Introducing the 2015 CAAM Fellows

A. Moon and other 2014 Fellows: Kiyong Kim, Soojin Chung and Soham Mehta react to a particularly humorous moment during the panel discussion on sustainability at CAAMFest 2014. Photo credit: Michael Jeong.
Meet our incoming CAAM Fellows.

CAAM is thrilled to announce the 2015 CAAM Fellows. Since 2012, what used to be a stand alone James T. Yee Fellowship for documentary makers is now a part of our CAAM Fellowship Program. The CAAM Fellowship Program caters to both fiction and non-fiction talent. Our goal remains to nurture a community of makers and professional mentors from within the Asian American media microcosm.

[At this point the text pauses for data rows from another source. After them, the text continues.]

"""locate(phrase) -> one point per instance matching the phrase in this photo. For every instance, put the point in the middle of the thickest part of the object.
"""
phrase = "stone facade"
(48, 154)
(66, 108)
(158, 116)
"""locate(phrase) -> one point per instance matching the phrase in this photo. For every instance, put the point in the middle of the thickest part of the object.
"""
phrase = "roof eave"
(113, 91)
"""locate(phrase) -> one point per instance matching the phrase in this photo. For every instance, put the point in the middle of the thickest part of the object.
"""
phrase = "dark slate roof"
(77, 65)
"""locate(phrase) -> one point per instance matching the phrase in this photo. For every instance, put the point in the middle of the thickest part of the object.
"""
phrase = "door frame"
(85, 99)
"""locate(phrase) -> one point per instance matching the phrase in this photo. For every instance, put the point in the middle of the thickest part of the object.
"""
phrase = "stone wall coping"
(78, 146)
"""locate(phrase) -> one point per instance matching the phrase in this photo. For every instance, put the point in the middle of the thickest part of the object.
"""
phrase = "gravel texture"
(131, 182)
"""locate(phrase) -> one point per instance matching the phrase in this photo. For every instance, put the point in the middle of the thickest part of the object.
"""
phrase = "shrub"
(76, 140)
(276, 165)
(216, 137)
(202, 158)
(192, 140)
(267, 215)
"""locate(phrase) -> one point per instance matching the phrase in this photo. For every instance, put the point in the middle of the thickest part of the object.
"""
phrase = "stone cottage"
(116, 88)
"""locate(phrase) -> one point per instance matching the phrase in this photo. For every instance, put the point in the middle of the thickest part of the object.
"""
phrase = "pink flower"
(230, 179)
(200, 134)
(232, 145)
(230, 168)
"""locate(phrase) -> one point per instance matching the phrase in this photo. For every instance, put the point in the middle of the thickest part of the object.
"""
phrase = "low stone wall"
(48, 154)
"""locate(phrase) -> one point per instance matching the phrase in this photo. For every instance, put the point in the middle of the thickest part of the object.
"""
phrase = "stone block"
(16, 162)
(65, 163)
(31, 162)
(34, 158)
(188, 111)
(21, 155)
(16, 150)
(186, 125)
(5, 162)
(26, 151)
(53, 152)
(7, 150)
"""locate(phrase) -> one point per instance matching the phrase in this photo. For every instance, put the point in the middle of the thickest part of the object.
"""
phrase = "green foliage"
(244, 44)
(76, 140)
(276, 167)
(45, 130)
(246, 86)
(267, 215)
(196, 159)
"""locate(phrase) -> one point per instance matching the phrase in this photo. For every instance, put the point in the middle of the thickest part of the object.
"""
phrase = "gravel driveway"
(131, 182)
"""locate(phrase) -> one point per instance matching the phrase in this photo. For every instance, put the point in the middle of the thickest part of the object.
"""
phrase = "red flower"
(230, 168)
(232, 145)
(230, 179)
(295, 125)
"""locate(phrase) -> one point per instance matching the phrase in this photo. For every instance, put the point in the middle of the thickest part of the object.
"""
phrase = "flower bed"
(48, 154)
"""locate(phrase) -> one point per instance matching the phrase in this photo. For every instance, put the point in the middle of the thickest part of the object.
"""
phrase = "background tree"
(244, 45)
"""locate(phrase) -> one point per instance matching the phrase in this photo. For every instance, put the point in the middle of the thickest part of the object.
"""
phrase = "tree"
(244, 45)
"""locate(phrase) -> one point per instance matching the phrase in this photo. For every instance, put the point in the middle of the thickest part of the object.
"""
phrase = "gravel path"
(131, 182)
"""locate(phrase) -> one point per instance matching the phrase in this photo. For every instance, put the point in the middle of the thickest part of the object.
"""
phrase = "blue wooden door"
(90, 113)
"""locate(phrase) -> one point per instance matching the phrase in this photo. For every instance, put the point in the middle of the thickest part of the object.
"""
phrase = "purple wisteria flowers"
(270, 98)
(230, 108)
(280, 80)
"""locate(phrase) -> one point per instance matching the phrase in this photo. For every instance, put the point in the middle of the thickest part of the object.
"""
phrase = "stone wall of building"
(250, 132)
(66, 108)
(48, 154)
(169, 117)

Furthering CAAM’s work to nurture Asian American media professionals and advance the field of Asian American media, the 2015 CAAM Fellowship Program will connect talented and dedicated individuals with leading professionals in the field. The CAAM Fellowship Program is unique in its field-wide approach seeking to develop the talents and skills of a range of media professions including filmmakers, actors, programmers, and executives.

Participating fellows will have access to the leading Asian American talent in film, television and digital media. Each fellowship will be individually tailored to best fit the needs of the fellows and advisors. Fellowships will range from fully integrated collaborations to regular feedback on current projects to an ongoing dialogue about professional development. Furthermore, fellows will have the opportunity to connect with the larger community of Asian American media professionals at CAAM’s annual film festival CAAMFest and a CAAM Fellowship Program retreat hosted by CAAM for all participating advisors and fellows.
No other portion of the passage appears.